Subcellular Localization of M and E in IBV-infected Vero
Cells--
The subcellular distribution patterns of E and M in
IBV-infected cells were analyzed by indirect immunofluorescence with
polyclonal antisera against E and M, respectively. At 4.5 h
post-infection, Vero cells were incubated in the presence of 100 µg/ml of cycloheximide for 30 min to stop new protein synthesis and
were chased and fixed at 5, 7, 9, and 12 h post-infection,
respectively. Both E and M were observed to display the reticular
staining profiles overlapping with the R6 staining patterns up to
7 h post-infection (Fig. 8, A-F and M-R). E and M proteins were then
observed to accumulate at the perinuclear region at 10 h
post-infection (Fig. 8, G and S), overlapping
with the staining pattern of the fluorescence vital dye BODIPY
TR-ceramide (Fig. 8, G-I and S-U).
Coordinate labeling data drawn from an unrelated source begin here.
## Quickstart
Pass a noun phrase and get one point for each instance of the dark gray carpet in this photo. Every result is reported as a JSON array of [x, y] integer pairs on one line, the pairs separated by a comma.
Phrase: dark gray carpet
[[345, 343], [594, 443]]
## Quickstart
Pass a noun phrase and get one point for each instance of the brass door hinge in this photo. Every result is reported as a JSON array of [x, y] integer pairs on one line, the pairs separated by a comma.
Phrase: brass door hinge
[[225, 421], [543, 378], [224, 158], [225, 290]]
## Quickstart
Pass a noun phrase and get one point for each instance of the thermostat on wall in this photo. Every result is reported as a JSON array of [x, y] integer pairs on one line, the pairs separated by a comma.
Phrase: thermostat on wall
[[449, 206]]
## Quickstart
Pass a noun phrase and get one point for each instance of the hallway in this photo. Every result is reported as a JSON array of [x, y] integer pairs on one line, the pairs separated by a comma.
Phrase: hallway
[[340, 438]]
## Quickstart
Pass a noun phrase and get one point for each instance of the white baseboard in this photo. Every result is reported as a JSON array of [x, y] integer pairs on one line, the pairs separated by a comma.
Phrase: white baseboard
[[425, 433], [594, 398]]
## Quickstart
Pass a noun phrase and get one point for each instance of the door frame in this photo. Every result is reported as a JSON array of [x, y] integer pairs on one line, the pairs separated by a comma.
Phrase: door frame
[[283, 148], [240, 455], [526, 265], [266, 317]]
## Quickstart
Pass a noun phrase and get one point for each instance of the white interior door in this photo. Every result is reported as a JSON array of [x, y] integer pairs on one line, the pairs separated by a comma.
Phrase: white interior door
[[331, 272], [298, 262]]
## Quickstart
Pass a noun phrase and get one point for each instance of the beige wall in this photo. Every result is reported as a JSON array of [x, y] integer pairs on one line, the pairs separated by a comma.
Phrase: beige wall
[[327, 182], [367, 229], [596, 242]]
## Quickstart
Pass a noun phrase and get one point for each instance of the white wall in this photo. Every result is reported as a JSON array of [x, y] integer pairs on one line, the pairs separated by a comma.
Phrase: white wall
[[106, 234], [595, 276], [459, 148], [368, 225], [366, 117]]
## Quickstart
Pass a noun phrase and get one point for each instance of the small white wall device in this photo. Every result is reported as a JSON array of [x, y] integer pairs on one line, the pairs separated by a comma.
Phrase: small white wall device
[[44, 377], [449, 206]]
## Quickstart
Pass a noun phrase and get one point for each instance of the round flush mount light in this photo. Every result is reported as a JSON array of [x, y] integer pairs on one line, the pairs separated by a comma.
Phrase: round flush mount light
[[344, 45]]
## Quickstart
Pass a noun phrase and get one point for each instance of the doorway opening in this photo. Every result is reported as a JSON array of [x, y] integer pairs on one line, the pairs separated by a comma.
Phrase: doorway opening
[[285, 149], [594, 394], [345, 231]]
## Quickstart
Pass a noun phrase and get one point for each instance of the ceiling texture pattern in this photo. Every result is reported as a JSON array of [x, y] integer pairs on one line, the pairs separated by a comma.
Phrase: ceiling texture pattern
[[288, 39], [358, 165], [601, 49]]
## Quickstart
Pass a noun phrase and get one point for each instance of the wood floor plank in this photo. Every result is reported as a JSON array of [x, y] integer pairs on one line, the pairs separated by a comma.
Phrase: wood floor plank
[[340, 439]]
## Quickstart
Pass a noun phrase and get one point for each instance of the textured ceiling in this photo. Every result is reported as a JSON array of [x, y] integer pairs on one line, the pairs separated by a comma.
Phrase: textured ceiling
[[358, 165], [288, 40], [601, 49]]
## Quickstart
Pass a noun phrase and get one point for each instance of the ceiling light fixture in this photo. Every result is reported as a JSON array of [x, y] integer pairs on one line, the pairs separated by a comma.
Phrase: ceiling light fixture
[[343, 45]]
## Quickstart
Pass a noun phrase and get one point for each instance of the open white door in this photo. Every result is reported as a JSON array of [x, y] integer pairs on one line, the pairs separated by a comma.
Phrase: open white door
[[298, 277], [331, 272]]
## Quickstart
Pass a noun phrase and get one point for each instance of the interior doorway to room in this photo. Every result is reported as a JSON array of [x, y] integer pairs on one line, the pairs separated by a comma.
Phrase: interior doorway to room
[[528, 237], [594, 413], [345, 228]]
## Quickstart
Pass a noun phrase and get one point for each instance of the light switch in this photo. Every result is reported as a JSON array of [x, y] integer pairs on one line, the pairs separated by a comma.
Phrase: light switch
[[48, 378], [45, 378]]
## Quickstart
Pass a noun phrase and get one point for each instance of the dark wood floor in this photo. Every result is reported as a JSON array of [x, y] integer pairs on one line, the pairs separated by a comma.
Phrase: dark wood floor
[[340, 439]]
Granular
fluorescent aggregates of both E and M were detected in the cytoplasm
at 12 h post-infection (Fig. 8, J and V),
overlapping with the staining pattern of LysoTrackerTM Red
DND-99 (Molecular Probes) (Fig. 8, J-L and
V-X). These distribution patterns resemble the staining
patterns observed in cells coexpressing the T7-tagged E and M,
suggesting that the T7 tag does not obviously affect the subcellular
distribution patterns of E. However, we were unable to dual label the
same cells for detailed analysis of the distribution profiles of the
two proteins, because both anti-E and anti-M were raised in
rabbits.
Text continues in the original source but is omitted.